The BSE 500 index added 1.6 percent supported by the SpiceJet, Kansai Nerolac Paints, PB Fintech, JSW Energy, HLE Glascoat, IRB Infrastructure Developers and Zomato.
Where is Nifty50 headed?
Apurva Sheth, Head of Market Perspectives, Samco Securities.
On a macroeconomic front, the upcoming week is expected to be jam-packed for investors. The global markets are likely to dance to the tune of the Inflation figures to be released by the United States and China. Back home, market players will turn to the Indian CPI print for hints about the economy’s trajectory.
After a remarkable comeback from the bottom of the 15,200 mark in June, it appears like the bulls are running out of steam. On the hourly charts, the Nifty is forming a bearish divergence with the RSI, indicating that the upward momentum is slowing.
Throughout the week, the index encountered resistance around 17,500. This level is also expected to act as a resistance in the next week too. On the downside, 17,000 is anticipated to provide significant support for the index.
Amol Athawale, Deputy Vice President – Technical Research, Kotak Securities:
With the overhang of monetary policy now behind us, the geo-political tension between China & Taiwan will be in focus, as any flare up in the region may lead to panic situations across the globe. Technically, on weekly charts, the index has formed a bullish candle. Further, daily and intraday charts are indicating the continuation of a non-directional activity in the near future.
The short texture of the market is still on the bullish side but a fresh uptrend rally is possible only after the 17,500 breakout level. Above the same, the index could rally up to 17,600-17,750. On the flip side, below 17,500, the index would retest the level of 17,250-17,200 and if the downside continues, it may correct up to 17,050-17,000.

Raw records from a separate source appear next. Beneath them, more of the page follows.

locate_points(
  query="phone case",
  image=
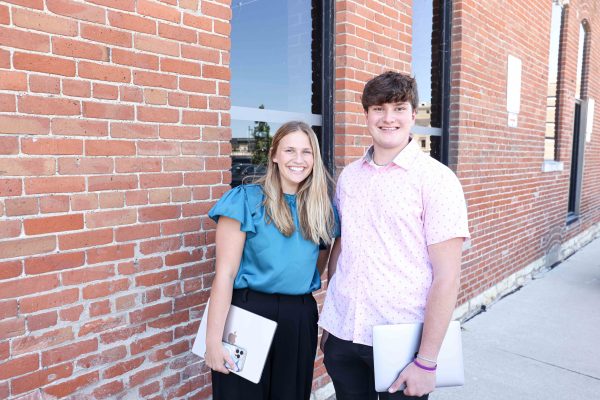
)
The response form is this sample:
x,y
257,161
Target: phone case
x,y
238,354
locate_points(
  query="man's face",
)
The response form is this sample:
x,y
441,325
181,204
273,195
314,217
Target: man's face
x,y
389,124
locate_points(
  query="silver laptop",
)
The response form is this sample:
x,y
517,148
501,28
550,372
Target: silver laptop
x,y
394,347
248,338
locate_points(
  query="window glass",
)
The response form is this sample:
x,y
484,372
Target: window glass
x,y
273,76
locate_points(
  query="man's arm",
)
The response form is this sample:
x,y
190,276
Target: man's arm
x,y
445,258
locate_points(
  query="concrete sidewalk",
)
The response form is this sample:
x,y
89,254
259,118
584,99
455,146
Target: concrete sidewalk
x,y
541,342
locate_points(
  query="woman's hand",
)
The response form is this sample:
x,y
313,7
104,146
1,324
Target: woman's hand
x,y
218,358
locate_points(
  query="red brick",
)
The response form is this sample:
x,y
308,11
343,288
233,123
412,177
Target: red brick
x,y
131,22
12,327
7,309
79,49
48,106
104,72
177,33
78,127
88,274
100,308
21,206
108,111
53,204
47,64
73,9
21,39
107,356
85,239
44,84
85,165
135,59
76,88
138,164
71,314
216,10
108,390
157,114
8,102
31,343
52,146
133,131
142,376
109,148
145,344
126,5
198,85
216,72
101,325
24,125
51,300
112,182
107,92
55,184
122,368
44,22
25,247
69,387
61,223
151,312
69,352
53,262
13,80
153,44
110,253
10,187
10,269
187,164
148,214
157,10
19,366
110,218
42,321
144,78
132,94
200,118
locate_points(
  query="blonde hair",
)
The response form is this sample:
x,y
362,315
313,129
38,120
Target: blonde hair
x,y
315,212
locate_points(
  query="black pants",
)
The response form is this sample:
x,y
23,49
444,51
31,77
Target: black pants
x,y
350,366
288,371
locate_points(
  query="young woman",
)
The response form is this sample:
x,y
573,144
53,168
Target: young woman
x,y
269,237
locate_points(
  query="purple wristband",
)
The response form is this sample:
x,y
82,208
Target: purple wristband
x,y
426,368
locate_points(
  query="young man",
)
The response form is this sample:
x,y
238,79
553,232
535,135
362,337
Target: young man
x,y
404,220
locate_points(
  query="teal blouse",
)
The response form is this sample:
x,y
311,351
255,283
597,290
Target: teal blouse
x,y
271,262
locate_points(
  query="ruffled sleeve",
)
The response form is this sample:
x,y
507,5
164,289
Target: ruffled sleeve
x,y
234,204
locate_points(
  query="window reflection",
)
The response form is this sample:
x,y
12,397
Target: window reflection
x,y
275,76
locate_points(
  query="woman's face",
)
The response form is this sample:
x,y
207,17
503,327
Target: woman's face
x,y
295,159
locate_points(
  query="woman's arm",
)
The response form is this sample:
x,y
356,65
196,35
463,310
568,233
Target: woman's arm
x,y
230,244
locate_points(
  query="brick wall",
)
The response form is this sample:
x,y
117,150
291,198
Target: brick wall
x,y
517,212
114,143
113,146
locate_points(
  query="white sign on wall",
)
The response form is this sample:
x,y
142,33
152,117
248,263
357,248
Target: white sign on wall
x,y
513,90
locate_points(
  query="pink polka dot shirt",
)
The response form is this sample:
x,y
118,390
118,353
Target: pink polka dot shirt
x,y
389,215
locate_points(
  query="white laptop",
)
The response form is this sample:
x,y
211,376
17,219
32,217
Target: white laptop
x,y
394,347
250,334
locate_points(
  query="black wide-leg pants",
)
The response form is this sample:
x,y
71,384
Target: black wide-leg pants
x,y
289,367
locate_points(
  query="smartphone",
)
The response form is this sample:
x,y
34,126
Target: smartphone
x,y
238,355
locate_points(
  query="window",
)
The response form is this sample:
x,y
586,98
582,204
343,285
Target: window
x,y
279,56
550,148
578,148
430,66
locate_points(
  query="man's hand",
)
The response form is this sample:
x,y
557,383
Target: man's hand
x,y
416,381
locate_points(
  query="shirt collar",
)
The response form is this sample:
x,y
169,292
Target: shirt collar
x,y
404,159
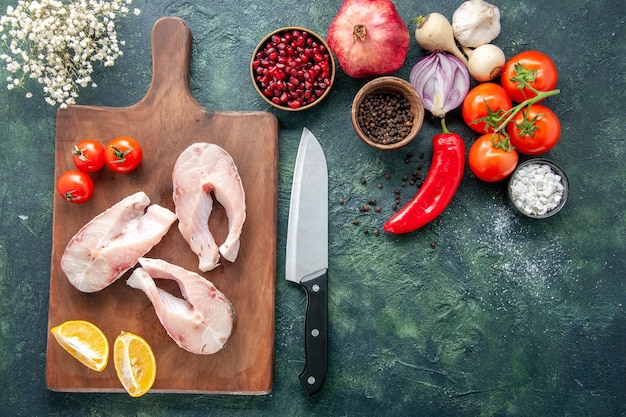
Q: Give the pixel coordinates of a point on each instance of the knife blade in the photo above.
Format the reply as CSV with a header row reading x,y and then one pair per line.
x,y
307,254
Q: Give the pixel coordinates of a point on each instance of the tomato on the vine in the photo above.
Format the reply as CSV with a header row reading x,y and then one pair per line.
x,y
490,159
486,101
88,155
528,68
123,154
75,186
534,130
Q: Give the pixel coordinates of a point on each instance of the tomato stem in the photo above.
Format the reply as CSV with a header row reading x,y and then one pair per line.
x,y
510,114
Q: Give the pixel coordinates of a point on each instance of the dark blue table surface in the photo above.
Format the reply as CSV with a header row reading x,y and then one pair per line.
x,y
481,313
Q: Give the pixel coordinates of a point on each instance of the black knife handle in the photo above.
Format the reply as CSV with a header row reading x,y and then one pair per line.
x,y
315,332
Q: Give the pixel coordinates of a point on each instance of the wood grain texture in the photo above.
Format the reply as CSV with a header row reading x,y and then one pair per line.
x,y
165,122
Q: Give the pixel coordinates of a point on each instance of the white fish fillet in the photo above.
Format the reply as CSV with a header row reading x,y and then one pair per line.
x,y
112,242
200,323
202,169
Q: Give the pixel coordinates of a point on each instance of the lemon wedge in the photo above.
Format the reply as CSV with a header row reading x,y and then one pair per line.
x,y
84,341
135,363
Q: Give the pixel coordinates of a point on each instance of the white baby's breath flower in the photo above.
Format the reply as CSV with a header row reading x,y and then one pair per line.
x,y
55,42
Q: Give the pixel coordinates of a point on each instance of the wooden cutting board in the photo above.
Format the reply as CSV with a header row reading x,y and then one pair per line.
x,y
165,122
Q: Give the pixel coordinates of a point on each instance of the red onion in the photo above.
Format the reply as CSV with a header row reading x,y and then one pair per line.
x,y
442,80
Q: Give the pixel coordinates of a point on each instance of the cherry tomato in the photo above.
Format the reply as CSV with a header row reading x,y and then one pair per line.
x,y
123,154
489,162
75,186
534,130
88,155
533,68
485,101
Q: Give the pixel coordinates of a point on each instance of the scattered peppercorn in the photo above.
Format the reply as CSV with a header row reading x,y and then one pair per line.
x,y
385,118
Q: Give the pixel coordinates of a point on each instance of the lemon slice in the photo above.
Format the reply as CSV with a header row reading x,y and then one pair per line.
x,y
134,363
84,341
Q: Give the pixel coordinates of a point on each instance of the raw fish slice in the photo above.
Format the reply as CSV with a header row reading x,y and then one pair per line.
x,y
200,170
112,242
201,322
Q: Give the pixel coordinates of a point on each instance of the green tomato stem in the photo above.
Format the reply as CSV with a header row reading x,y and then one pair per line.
x,y
510,114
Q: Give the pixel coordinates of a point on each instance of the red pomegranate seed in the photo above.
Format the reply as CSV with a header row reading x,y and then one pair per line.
x,y
293,69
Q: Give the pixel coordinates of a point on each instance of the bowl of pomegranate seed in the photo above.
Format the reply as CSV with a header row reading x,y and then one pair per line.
x,y
387,113
292,69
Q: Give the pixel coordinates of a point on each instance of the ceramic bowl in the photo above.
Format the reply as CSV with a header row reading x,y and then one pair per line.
x,y
276,73
387,85
530,197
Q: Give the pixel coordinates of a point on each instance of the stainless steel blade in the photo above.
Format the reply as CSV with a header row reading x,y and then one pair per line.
x,y
307,230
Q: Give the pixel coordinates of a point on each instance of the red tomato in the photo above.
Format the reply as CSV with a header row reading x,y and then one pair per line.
x,y
123,154
486,101
491,163
532,68
75,186
88,155
534,130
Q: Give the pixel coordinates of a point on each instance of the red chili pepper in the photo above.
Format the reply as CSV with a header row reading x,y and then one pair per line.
x,y
442,181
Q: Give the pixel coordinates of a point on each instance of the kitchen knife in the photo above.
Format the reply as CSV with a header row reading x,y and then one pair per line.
x,y
307,253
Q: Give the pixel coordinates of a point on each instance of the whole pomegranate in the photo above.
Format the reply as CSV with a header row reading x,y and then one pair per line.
x,y
369,38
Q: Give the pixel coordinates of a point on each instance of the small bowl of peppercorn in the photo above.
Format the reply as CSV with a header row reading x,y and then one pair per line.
x,y
387,113
292,68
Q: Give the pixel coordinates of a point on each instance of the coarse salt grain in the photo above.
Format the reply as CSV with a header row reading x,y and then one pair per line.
x,y
536,189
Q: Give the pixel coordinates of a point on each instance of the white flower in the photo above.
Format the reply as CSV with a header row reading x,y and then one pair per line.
x,y
55,42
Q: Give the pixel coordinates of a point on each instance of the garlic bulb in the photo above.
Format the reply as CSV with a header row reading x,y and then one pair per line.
x,y
476,23
485,62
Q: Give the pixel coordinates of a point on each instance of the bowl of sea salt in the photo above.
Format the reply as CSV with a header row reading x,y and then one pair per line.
x,y
538,188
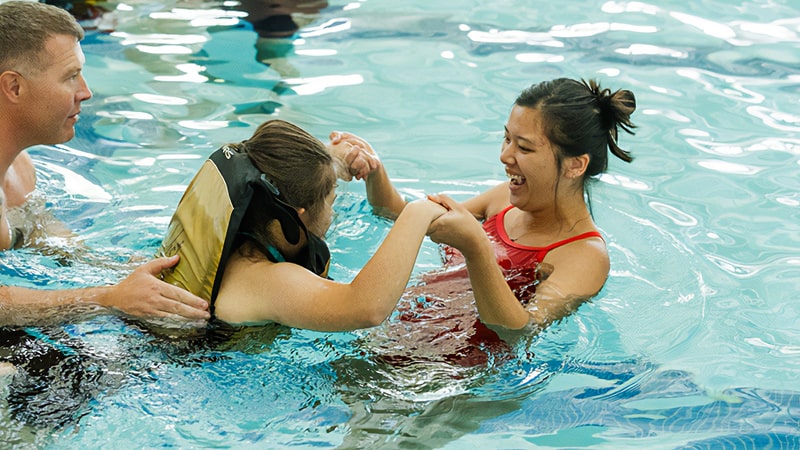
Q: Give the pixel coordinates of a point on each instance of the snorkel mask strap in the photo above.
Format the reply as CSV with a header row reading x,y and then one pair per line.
x,y
283,212
317,258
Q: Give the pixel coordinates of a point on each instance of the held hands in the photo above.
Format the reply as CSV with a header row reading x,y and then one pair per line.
x,y
142,294
355,156
457,228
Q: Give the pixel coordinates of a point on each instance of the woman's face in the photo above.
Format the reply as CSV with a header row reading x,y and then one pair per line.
x,y
530,160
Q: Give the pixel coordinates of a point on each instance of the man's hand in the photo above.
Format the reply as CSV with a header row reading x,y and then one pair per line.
x,y
142,294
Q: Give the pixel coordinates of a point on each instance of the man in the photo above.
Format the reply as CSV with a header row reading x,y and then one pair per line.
x,y
41,91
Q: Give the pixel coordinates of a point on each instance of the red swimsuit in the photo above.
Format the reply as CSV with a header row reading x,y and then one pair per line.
x,y
519,262
446,316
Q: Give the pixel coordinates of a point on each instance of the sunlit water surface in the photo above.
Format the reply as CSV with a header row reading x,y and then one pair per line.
x,y
693,342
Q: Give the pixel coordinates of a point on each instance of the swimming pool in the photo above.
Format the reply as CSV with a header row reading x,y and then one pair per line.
x,y
693,342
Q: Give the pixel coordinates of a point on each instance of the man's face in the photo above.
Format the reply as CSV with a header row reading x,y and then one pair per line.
x,y
54,93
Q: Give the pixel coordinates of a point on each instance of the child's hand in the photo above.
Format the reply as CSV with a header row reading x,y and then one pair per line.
x,y
354,156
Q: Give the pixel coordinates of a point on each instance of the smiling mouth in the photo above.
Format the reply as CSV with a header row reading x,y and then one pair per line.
x,y
516,180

Ajit Mishra, VP – Research, Religare Broking Ltd
With no major event lined up ahead, the focus would be on earnings and global cues for direction. On the index front, we’re currently seeing time-wise correction as it’s somehow holding around the upper band of the consolidation range.
A decisive break above 17,400 would help resume the trend ahead else consolidation may continue. Since we’re seeing rotational buying across sectors, focus more on stock selection and overnight risk management.